Appeal by defendant from Parker, Judge. Judgment entered 16 November 1982 in District Court, PERQUIMANS County. Heard in the Court of Appeals 7 March 1984.

Plaintiffs own Lot 3 in Section G of Snug Harbor Beach Subdivision, which they purchased from Yeopim Beach Corporation (YBC) in 1973 subject to certain restrictive covenants. One such covenant required lot owners to pay $18 a year to YBC or its successor in interest for “the maintenance and improvement of Snug Harbor Beach and its appearance, sanitation, easements, recreation areas and parks.” The recreation areas in the subdivision include a swimming pool, tennis courts, clubhouse, sandy beach and park. YBC’s interest in the development was later acquired by defendant association and its bylaws, phrased similarly to the restrictive covenants, also required lot owners to pay the annual $18 assessment.
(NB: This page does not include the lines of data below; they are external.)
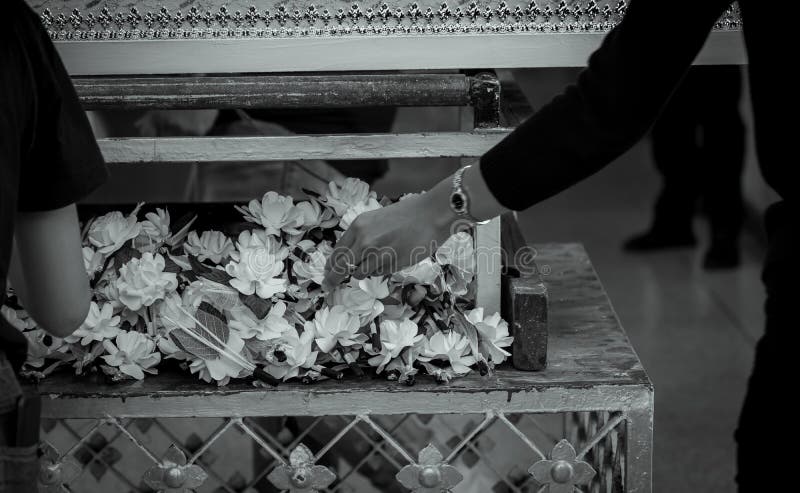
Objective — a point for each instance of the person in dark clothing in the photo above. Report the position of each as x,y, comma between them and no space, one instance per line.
48,160
698,147
614,102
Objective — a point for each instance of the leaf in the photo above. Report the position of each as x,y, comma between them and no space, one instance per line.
183,231
221,296
259,306
125,255
171,266
215,322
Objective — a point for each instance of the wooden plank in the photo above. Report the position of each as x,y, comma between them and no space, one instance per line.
296,91
299,147
355,53
591,366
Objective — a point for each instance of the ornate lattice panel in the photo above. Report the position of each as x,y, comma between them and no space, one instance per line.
493,452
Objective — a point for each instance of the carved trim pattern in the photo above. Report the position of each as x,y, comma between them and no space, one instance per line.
476,17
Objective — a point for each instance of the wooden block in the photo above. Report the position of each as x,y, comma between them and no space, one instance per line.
525,309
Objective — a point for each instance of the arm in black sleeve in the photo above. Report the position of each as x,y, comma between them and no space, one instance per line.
612,105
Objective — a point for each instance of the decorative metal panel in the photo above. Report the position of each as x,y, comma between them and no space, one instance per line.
161,19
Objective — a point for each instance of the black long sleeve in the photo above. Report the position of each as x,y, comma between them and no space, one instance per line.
614,102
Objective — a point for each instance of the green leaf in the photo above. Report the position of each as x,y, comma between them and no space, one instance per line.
259,306
125,255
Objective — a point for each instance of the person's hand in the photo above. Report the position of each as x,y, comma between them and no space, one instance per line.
386,240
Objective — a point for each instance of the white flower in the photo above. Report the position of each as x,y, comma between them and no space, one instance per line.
92,260
290,352
315,216
211,245
362,297
426,273
156,226
108,233
493,335
332,326
100,324
143,281
353,212
313,268
452,347
270,327
275,212
395,336
257,267
352,191
223,368
134,353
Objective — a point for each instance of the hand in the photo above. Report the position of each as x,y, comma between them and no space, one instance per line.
388,239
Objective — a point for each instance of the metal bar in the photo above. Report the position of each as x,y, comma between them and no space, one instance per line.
639,448
298,147
522,436
601,434
333,441
484,93
389,439
273,91
317,54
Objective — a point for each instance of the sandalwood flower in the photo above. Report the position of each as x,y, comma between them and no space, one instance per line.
142,281
451,347
313,268
211,245
100,324
333,326
493,335
155,228
395,336
351,192
362,297
275,213
223,368
288,353
270,327
134,353
356,210
257,267
109,232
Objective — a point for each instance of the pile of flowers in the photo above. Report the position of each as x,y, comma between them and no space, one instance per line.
254,306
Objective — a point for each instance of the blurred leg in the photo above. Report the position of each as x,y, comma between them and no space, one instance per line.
675,151
762,441
723,142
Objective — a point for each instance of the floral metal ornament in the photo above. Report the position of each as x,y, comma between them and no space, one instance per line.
431,474
173,475
55,471
301,475
563,472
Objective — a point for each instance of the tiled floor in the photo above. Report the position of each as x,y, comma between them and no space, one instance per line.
694,331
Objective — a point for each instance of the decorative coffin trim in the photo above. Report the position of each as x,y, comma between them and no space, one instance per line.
475,17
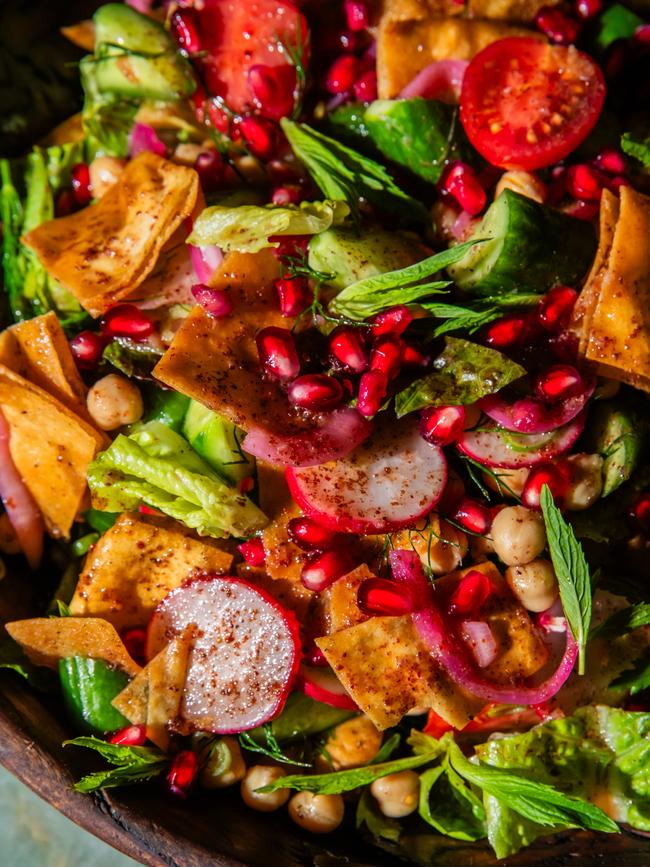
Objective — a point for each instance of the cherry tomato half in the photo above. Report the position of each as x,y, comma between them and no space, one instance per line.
526,104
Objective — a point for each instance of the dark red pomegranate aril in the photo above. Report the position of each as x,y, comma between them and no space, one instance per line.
347,347
310,535
441,425
277,352
252,550
182,773
127,320
473,516
129,736
380,597
373,386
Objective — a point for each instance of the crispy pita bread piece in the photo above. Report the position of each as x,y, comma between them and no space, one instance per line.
103,252
51,448
38,350
46,640
388,671
137,563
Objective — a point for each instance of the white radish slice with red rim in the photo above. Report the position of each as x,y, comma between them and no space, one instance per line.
245,652
341,432
495,447
386,483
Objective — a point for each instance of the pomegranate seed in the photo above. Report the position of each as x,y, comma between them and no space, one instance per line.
381,597
462,184
215,302
507,332
126,320
342,74
372,390
182,773
557,26
556,307
80,177
130,736
472,593
260,136
473,516
324,568
556,476
294,295
558,383
316,392
640,512
87,348
356,15
135,641
441,425
365,88
272,88
252,550
394,321
310,535
585,183
277,352
387,356
184,30
347,347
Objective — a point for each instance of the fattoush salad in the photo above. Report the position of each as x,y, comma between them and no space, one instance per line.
324,411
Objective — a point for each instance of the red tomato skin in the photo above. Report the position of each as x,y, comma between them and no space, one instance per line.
525,123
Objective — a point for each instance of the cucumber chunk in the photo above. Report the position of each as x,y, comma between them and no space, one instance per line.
529,248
In 1975, under a bylaws provision authorizing amendments, defendánt increased the annual assessment from $18 to $35, but the restrictive covenants have not been altered. In May of 1980, plaintiffs refused to pay the assessment of $35, but offered to pay $18, which defendant would not accept. Upon defendant forbidding them to use the recreational facilities, plaintiffs sued to enjoin defendant from interfering with their use, alleging that the amended dues increase was unauthorized and ineffective. By its answer, defendant claimed that the dues increase was both authorized and enforceable because of provisions in the restrictive covenants and bylaws, both as originally adopted and as later amended, and copies of these instruments were attached thereto as exhibits.

*782By stipulation, the trial was continued until the related case of Snug Harbor Property Owners Association v. Curran, 55 N.C. App. 199, 284 S.E. 2d 752 (1981), rev. denied, 305 N.C. 302, 291 S.E. 2d 151 (1982) was concluded. In that case and its companions, based on the identical restrictive covenants and bylaw provisions that are involved in this case, defendant sued various subdivision lot owners to collect annual assessments of $35 each allegedly past due, but the final decision was that the restrictive covenants and bylaws relied upon are unenforceable because they are too vague.

Plaintiffs then moved for summary judgment. Following a hearing thereon, the motion was granted and defendant was enjoined and restrained from prohibiting the plaintiffs from using the subdivision recreational facilities.

No brief filed for plaintiff appellees.

William J. Bentley, Sr. and Paul W. White, for defendant appellant.

PHILLIPS, Judge.

The only question raised by this lawsuit is defendant’s right to prevent plaintiff lot owners from using the Snug Harbor Subdivision recreational facilities because of their refusal to pay the increased annual assessments of $35 as required by defendant’s amended bylaws. Since a panel of this Court has already adjudged that defendant’s amended bylaws in regard to assessments are unenforceable, it necessarily follows that defendant had no legal right under them to either collect the $35 or prevent plaintiffs from using the facilities, and that the injunction against defendant was properly entered. Defendant’s contention that the court erred in refusing to accept its proof that plaintiffs approved the bylaws amendment and paid the increased amount for three or four years is not only without merit, it is irrelevant. In the previous case, which obviously controls this one, the assessments levied by defendant were adjudged to be uncollectable, not because of their amount or the invalidity of the amendment that increased them, but because the use that the money was to be put to was too vaguely and indefinitely described in the restrictive covenants, bylaws, amended bylaws, and association charter. Since these indefinite provisions, which have not been changed, *783are too vague to support an express contract, as this Court held, they can hardly be enforceable under any other theory, legal or equitable. Thus, whether the plaintiffs approved the increase or voluntarily paid it for a time is beside the point — which is that, in the setting that now exists, they cannot be made to pay it. For us to enforce the arrangement under any theory, we would have to first render it more definite than the parties saw fit to do, and that is not our function.

Affirmed.

Chief Judge Vaughn and Judge Hill concur.